Those whose circumstances and engagements forbade them even to look at his novel were the easiest to bear with. They did not question the quality or character of his work; they had no doubt of its excellence, and they had perfect faith in its success; but simply their hands were so full they could not touch it. The other sort, when they consented to examine the story, kept it so long that Ray could not help forming false hopes of the outcome; or else they returned it with a precipitation that mortified his pride, and made him sceptical of their having looked into it at all. He did not experience unconditional rejection everywhere. In some cases the readers proposed radical and impossible changes, as Chapley & Co.’s readers had done. In one instance they so far recommended it that the publisher was willing to lend his imprint and manage the book for the per cent usually paid to authors, if Ray would meet all the expenses. There was an enthusiast who even went so far as to propose that he would publish it if Ray would pay the cost of the electrotype plates. He appeared to think this a handsome offer, and Ray in fact found it so much better than nothing that he went into some serious estimates upon it. He called in the help of old Kane, who was an expert in the matter of electrotyping, and was able from his sad experience to give him the exact figures. They found that A New Romeo would make some four hundred and thirty or forty pages, and that at the lowest price the plates would cost more than three hundred dollars. The figure made Ray gasp; the mere thought of it impoverished him. His expenses had already eaten a hundred dollars into his savings beyond the five dollars a week he had from the Midland Echo for his letters. If he paid out this sum for his plates, he should now have some ninety dollars left.
“But then,” said Kane, arching his eyebrows, “the trifling sum of three hundred dollars, risked upon so safe a venture as A New Romeo, will probably result in riches beyond the dreams of avarice.”
“Yes: or it may result in total loss,” Ray returned.
“It is a risk. But what was it you have been asking all these other people to do? One of them turns and asks you to share the risk with him; he asks you to risk less than half on a book that you have written yourself, and he will risk the other half.
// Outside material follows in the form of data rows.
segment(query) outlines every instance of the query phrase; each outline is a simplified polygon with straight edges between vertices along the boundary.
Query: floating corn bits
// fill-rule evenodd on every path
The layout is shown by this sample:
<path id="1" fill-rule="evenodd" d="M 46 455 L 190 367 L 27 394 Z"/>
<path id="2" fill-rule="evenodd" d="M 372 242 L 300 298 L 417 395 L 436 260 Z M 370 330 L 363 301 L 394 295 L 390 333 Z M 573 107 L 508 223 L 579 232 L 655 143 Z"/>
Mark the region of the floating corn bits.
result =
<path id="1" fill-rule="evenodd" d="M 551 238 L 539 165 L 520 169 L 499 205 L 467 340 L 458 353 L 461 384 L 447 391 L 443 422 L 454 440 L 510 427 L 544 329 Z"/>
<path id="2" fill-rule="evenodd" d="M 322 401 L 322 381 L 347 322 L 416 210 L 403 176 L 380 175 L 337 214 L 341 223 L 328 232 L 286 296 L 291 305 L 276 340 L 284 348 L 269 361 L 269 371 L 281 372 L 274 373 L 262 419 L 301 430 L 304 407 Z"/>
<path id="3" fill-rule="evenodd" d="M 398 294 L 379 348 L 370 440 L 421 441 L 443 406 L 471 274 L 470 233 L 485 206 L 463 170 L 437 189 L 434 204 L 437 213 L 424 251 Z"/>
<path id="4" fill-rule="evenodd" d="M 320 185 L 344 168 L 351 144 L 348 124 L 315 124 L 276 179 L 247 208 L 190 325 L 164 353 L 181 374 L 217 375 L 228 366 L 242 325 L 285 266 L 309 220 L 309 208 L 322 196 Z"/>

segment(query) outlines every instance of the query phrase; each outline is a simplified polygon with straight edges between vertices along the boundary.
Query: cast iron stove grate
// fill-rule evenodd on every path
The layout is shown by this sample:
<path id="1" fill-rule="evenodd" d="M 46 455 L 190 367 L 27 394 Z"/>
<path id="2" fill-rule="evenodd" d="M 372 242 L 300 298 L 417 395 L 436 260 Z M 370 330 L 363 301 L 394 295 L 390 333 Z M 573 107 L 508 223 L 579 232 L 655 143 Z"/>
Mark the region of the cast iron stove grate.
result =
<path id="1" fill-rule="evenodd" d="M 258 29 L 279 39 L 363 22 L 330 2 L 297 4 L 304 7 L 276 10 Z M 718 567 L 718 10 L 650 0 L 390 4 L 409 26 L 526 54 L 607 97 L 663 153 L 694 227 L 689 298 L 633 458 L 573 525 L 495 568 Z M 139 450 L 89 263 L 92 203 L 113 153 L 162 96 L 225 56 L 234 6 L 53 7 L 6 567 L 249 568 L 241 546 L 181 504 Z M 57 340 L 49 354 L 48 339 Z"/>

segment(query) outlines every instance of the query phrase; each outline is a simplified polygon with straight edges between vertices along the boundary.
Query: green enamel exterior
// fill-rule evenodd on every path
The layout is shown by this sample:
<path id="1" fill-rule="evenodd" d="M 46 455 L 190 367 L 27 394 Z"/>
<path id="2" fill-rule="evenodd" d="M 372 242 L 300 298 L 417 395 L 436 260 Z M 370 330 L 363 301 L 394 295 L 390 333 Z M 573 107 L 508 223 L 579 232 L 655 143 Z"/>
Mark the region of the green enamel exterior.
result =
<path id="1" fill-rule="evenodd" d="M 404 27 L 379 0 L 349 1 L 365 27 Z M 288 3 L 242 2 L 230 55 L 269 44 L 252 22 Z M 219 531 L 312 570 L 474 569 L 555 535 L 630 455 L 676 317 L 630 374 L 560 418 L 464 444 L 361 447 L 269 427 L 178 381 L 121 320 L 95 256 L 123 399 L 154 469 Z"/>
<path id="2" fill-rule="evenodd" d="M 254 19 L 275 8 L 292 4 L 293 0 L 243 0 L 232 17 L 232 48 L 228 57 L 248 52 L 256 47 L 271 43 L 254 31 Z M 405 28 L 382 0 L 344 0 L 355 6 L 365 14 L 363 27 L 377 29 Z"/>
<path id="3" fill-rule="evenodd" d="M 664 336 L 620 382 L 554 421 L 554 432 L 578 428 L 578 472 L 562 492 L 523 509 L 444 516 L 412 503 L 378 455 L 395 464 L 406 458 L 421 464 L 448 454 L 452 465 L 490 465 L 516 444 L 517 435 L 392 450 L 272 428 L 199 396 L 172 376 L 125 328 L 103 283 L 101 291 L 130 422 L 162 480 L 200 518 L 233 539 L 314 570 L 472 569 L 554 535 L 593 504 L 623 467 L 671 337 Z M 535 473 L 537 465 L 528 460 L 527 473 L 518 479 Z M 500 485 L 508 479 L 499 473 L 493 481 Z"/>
What just ground have you for refusing his generous offer?”
“It isn’t my business to publish books; it’s my business to write them,” said Ray, coldly.
“Ah-h-h! Very true! That is a solid position. Then all you have to do to make it quite impregnable is to write such books that other men will be eager to take all the risks of publishing them. It appears that in the present case you omitted to do that.” Kane watched Ray’s face with whimsical enjoyment. “I was afraid you were putting your reluctance upon the moral ground, and that you were refusing to bet on your book because you thought it wrong to bet.”
“I’m afraid,” said Ray, dejectedly, “that the moral question didn’t enter with me. If people thought it wrong to make bets of that kind, it seems to me that all business would come to a standstill.”
“‘Sh!” said Kane, putting his finger to his lip, and glancing round with burlesque alarm. “This is open incivism. It is accusing the whole framework of commercial civilization. Go on; it’s delightful to hear you; but don’t let any one overhear you.”
“I don’t know what you mean,” said Ray, with sullen resentment, “about incivism. I’m saying what everybody knows.”
“Ah! But what everybody knows is just what nobody says. If people said what they knew, society would tumble down like a house of cards.”